A French Hero for a Revolutionary America
The Marquis de Lafayette, one of the central figures of the American Revolution, was in many ways far more popular in this country than in his native France. And now Lafayette is the subject of PBS’ newest historical film, “Lafayette: The Lost Hero.”
The film, which premieres Monday at 10 p.m., explores the many sides of Lafayette’s life: his wealthy-orphan upbringing and marriage at age 16, his decision to leave for the United States as a teenager, the way he became a beloved hero in this country’s war for independence, and most traumatically, his controversial role in the French Revolution that ended in imprisonment.
Many Americans have heard of Lafayette because of his involvement in the Revolutionary War and the dozens of towns in the U.S. named after him. “Lafayette: The Lost Hero” describes the man’s journey to America, his military success and his relationship with George Washington in some detail. The film concludes with Lafayette’s return to the U.S. in 1824, when he was greeted as a hero.
Viewers learn about the less well-known parts of Lafayette’s story, including his failure to steer the French Revolution in a direction similar to the American effort and his relationship with his wife, Adrienne.
Oren Jacoby, the film’s writer and director, said he was drawn to the project because of the wealth of material that Lafayette and his wife had left about themselves.
“There is an amazing record that [Lafayette] has left behind in his personal memoir and diary — that really was the core of the film,” he said. “I’d never come across a record with so much self-examining. He reveals himself as a human being, and it’s all on a very personal level.”
This biopic began to develop in the summer of 2007, and Jacoby said that early on, the film was missing a central character who could give the story a connection to modern times.
That character turned out to be Sabine Renault-Sabloniere, a French writer who is a descendant of Lafayette — his great-great-great-great-great-great-granddaughter, to be precise. In December 2007, Renault-Sabloniere organized an event in Paris with representatives from about a dozen American towns named after Lafayette. From that point on, Renault-Sabloniere became a part of the project, and she appears in the film several times.

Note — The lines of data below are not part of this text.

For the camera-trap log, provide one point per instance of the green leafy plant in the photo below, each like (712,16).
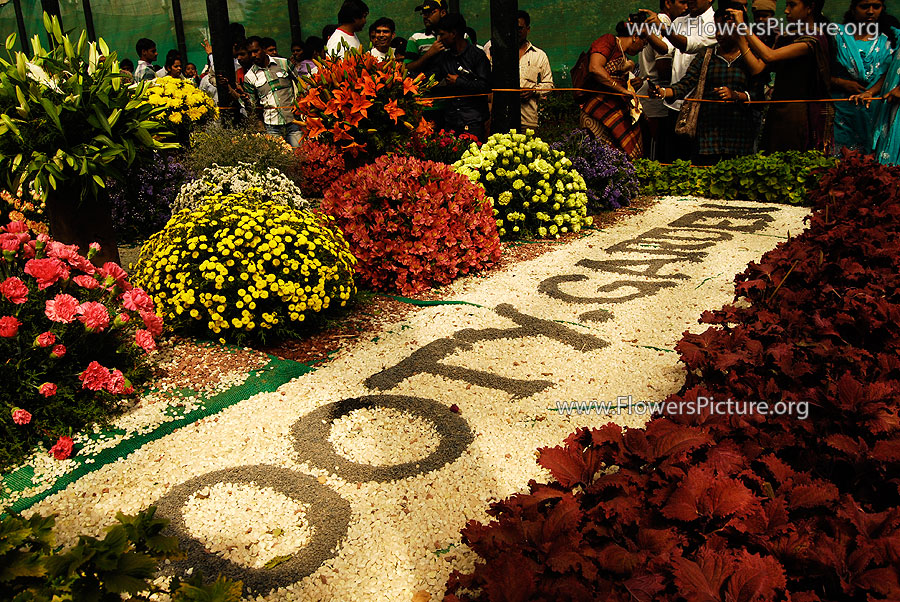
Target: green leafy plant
(534,189)
(224,146)
(239,268)
(775,178)
(67,116)
(124,562)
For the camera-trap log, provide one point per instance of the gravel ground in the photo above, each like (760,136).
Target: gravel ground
(463,395)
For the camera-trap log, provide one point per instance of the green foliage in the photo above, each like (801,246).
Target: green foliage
(224,146)
(67,116)
(775,178)
(123,562)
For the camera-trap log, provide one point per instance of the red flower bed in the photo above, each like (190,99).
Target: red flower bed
(320,165)
(741,507)
(413,224)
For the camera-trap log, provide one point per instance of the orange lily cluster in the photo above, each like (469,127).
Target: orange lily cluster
(357,102)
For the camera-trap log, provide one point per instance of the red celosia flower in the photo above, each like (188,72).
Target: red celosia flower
(137,300)
(9,326)
(45,339)
(14,290)
(116,382)
(21,417)
(63,448)
(145,339)
(152,322)
(94,377)
(94,315)
(46,271)
(62,308)
(88,282)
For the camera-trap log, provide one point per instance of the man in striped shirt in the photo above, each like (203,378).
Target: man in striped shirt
(423,46)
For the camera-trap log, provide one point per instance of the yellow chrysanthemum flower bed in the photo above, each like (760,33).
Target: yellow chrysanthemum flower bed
(239,268)
(185,104)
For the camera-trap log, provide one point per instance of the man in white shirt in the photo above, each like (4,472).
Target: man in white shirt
(687,35)
(351,19)
(271,85)
(382,34)
(534,72)
(656,68)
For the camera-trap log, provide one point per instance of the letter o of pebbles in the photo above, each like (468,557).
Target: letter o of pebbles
(329,517)
(310,435)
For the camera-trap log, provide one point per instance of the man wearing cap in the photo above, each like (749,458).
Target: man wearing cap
(423,46)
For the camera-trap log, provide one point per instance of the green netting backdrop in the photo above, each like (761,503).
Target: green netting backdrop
(563,28)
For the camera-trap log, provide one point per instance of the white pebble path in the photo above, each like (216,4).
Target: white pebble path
(403,539)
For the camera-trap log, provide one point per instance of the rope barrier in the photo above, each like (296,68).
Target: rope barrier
(610,93)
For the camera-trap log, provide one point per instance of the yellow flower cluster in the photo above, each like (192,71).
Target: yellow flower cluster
(183,103)
(238,267)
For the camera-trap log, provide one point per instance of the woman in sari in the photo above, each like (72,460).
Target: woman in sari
(861,59)
(801,65)
(613,119)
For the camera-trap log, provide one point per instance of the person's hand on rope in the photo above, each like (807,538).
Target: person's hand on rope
(893,95)
(727,94)
(863,98)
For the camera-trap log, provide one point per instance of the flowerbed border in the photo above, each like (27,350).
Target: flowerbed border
(263,380)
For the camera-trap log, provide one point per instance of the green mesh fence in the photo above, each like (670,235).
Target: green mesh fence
(563,28)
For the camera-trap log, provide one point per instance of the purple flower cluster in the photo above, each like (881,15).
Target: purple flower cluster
(610,177)
(141,202)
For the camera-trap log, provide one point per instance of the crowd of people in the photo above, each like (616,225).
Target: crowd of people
(727,57)
(266,84)
(733,55)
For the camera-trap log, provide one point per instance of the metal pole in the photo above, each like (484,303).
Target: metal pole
(179,32)
(89,20)
(20,22)
(294,16)
(223,57)
(51,7)
(507,112)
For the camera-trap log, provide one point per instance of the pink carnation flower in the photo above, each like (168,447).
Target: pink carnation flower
(63,448)
(14,290)
(137,300)
(46,271)
(45,339)
(145,340)
(21,417)
(116,382)
(62,308)
(94,377)
(9,326)
(94,315)
(115,272)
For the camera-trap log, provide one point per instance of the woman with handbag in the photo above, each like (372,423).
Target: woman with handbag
(719,73)
(614,119)
(802,72)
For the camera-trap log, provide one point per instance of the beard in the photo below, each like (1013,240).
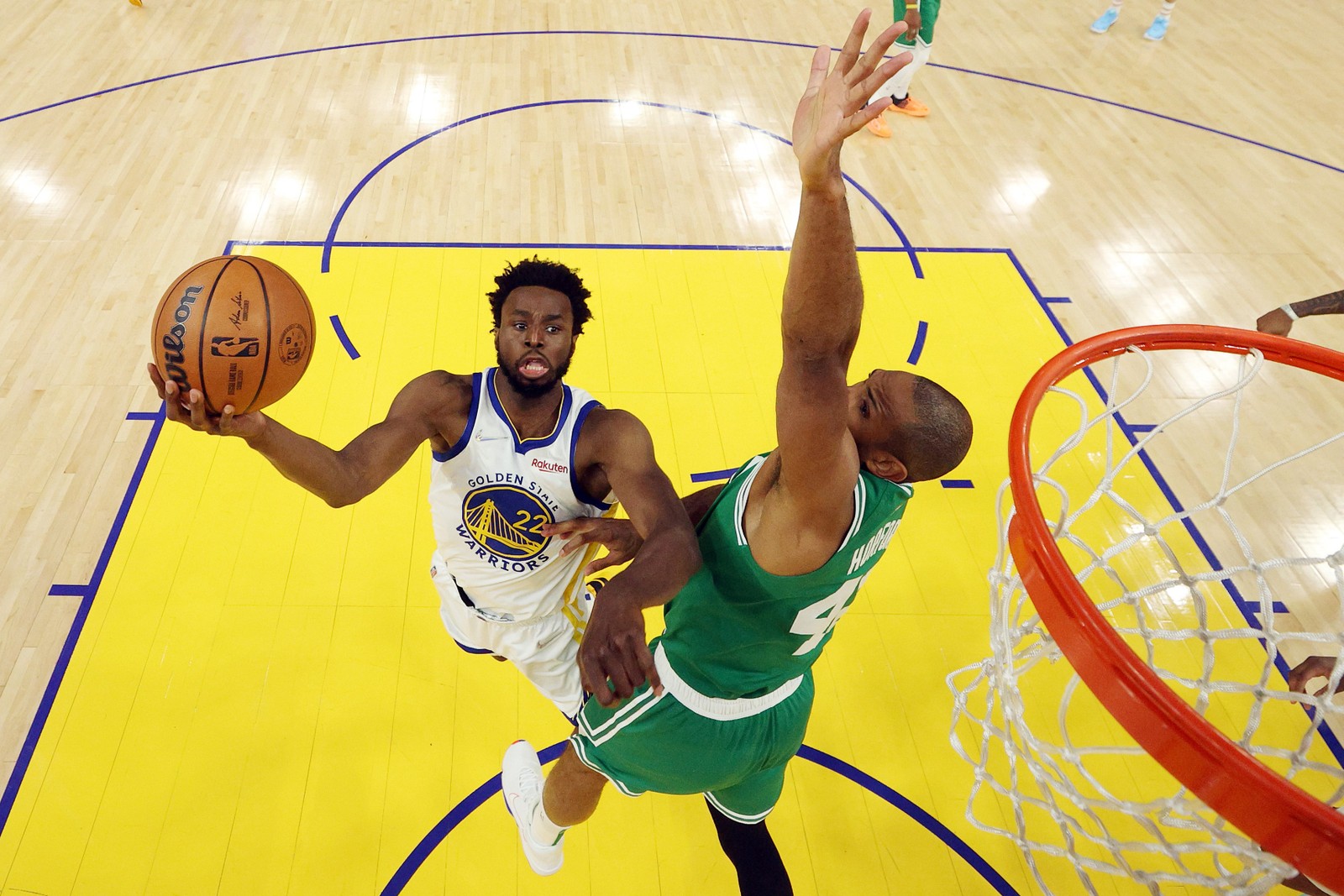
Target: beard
(533,389)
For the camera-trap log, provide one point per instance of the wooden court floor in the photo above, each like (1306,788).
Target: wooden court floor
(214,683)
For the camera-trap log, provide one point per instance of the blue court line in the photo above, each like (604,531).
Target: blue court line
(474,801)
(87,594)
(380,167)
(656,34)
(917,349)
(714,476)
(1257,607)
(931,824)
(423,244)
(343,338)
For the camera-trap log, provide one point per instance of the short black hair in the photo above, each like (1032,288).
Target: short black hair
(537,271)
(938,438)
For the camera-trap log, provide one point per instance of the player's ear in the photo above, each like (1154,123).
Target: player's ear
(885,465)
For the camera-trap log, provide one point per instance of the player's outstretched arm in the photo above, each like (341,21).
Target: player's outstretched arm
(338,477)
(615,658)
(1280,322)
(823,295)
(618,537)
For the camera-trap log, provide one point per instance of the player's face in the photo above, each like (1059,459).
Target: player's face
(535,338)
(879,405)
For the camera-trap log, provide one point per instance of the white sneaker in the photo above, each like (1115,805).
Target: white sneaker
(521,779)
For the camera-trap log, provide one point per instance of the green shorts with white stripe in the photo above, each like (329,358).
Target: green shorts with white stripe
(685,743)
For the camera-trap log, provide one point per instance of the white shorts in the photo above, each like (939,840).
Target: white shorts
(544,651)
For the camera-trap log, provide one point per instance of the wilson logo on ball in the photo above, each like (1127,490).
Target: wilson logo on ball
(174,343)
(241,335)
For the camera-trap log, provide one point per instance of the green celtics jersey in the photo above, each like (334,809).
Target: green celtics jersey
(737,631)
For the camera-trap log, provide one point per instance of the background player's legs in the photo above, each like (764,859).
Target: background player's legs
(1158,29)
(1106,19)
(898,86)
(752,851)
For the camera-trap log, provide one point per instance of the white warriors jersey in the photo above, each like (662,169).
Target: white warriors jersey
(490,496)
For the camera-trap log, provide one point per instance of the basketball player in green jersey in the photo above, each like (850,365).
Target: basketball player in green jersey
(920,16)
(785,546)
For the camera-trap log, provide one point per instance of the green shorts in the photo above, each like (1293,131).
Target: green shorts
(927,18)
(680,741)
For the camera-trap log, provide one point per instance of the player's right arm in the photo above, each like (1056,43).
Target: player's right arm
(801,504)
(423,410)
(1278,322)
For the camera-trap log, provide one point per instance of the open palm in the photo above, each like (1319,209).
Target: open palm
(835,103)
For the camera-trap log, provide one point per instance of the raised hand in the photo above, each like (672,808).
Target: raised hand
(835,105)
(192,411)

Renault-Sabloniere, who has published a novel about Lafayette’s wife, wrote in an e-mail that her family has retained very few of Lafayette’s artifacts; the majority are kept in a chateau about 40 miles from Paris. Still, she feels a deep connection to the character described in the film.

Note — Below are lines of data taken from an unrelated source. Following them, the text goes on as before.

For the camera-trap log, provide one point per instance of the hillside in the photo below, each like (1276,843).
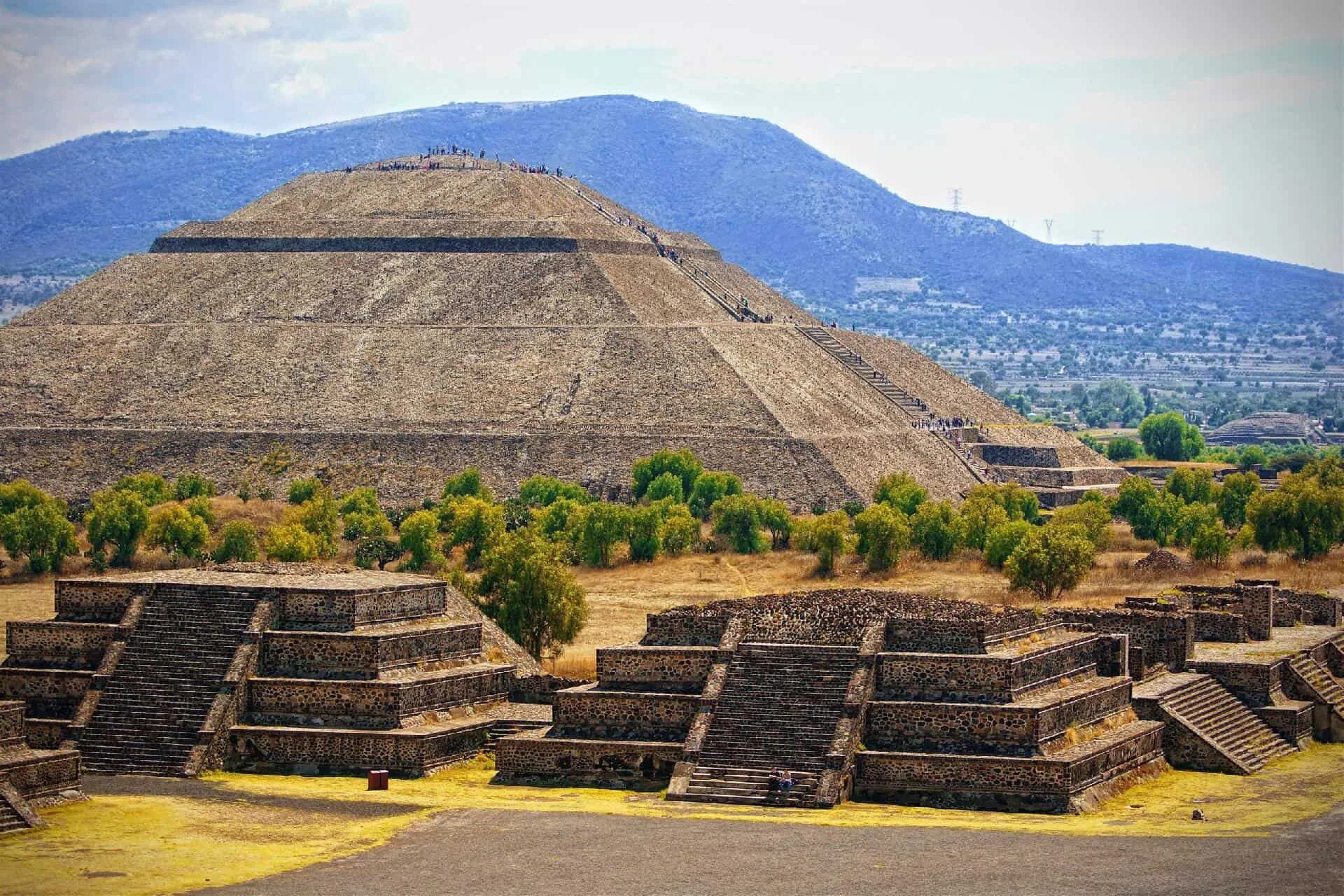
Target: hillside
(790,216)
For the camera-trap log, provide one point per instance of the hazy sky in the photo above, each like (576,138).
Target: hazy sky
(1211,122)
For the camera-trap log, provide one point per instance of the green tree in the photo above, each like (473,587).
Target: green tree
(1237,493)
(237,543)
(933,530)
(899,492)
(1004,539)
(176,531)
(118,517)
(708,488)
(883,533)
(1050,561)
(666,486)
(290,543)
(738,519)
(151,488)
(682,464)
(527,589)
(543,491)
(420,538)
(1121,449)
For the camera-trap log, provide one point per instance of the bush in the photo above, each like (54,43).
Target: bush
(1121,449)
(237,543)
(176,531)
(666,486)
(901,492)
(118,517)
(290,543)
(710,488)
(192,485)
(420,538)
(151,488)
(1004,539)
(1168,437)
(883,533)
(1050,561)
(542,491)
(933,530)
(682,464)
(527,589)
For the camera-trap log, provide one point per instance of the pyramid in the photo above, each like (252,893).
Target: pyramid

“I have never been brought up in the worship of Lafayette, although my family is quite proud of her ancestor!” Renault-Sabloniere said. “I made my own research to discover this character and his wife. I feel very close to his ideals: liberalism and humanism.”

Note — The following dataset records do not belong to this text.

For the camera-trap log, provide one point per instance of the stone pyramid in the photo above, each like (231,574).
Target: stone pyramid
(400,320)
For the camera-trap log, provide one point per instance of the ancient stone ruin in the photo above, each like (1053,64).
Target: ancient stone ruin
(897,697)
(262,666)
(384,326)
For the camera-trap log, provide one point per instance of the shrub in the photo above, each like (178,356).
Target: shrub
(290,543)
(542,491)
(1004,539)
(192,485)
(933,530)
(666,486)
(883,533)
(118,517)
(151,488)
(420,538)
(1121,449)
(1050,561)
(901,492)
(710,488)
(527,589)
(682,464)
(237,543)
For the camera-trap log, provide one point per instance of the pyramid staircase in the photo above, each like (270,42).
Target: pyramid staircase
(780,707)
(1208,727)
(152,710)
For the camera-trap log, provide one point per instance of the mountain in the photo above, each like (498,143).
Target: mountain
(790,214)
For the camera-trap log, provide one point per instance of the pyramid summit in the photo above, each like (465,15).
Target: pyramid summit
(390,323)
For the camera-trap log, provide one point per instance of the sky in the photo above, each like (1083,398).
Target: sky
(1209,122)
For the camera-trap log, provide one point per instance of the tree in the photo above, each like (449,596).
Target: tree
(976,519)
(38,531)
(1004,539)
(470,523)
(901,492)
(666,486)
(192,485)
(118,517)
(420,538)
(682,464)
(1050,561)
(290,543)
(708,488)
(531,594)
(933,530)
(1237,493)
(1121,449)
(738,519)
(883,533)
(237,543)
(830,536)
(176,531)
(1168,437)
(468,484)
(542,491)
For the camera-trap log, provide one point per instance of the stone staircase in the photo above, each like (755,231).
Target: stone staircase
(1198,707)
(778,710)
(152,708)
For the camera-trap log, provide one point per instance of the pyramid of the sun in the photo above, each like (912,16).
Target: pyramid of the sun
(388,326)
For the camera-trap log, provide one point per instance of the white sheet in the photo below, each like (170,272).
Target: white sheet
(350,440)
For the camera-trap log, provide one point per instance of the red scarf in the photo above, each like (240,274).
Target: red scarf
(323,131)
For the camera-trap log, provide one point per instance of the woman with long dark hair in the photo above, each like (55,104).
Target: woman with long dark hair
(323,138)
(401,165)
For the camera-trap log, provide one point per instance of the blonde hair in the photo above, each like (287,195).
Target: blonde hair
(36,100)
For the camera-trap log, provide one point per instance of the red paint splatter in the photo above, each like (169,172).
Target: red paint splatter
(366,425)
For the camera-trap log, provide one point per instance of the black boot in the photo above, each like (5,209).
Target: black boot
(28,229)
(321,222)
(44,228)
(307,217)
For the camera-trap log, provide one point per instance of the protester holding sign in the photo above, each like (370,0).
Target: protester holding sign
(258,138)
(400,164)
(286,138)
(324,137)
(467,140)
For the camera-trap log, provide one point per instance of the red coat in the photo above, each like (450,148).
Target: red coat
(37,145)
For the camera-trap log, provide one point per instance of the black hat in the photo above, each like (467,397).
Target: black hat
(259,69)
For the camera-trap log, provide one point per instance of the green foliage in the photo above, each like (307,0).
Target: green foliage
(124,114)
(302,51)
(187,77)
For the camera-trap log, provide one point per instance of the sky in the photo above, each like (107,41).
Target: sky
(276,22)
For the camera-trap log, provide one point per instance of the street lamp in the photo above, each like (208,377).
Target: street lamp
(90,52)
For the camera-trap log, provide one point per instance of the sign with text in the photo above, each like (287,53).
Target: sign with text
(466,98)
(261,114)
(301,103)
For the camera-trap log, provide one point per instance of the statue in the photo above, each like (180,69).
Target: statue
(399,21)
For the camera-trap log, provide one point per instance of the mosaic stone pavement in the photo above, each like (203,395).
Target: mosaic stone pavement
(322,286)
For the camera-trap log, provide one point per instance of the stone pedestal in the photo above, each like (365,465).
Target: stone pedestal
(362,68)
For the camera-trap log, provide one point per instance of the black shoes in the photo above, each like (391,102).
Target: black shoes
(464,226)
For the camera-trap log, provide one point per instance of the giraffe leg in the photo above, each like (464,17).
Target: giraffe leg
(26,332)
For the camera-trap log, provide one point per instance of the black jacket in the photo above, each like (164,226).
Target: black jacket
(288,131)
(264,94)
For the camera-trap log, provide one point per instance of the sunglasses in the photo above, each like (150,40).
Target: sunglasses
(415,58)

One of the picture’s most moving scenes shows Lafayette trying to calm a mob in front of the Palace of Versailles in the midst of the French Revolution, at a time when the monarchy was becoming less and less popular, by kissing the queen’s hand in front of the assembled crowd. The gesture worked at the time, but that episode and its aftermath — which ended with Lafayette in a Czech jail — have skewed French historians’ views of Lafayette negatively.
Jacoby loved the scene for its historical and artistic value, but also because he was able to shoot the footage in Versailles itself.
“That was a momentous thing for us that we were able to film that scene in Versailles,” Jacoby said. “To be in that place when it’s empty, you’re imaging Louis and Marie Antoinette where Lafayette stood and the queen stood, and it just happened at the perfect moment.”
The film ends with a series of famous quotes by and about Lafayette, but more relevant is a statement made early on by the movie’s narrator: “History has an imperfect memory.” Few characters in modern times have felt the truth of that comment more than the Marquis de Lafayette.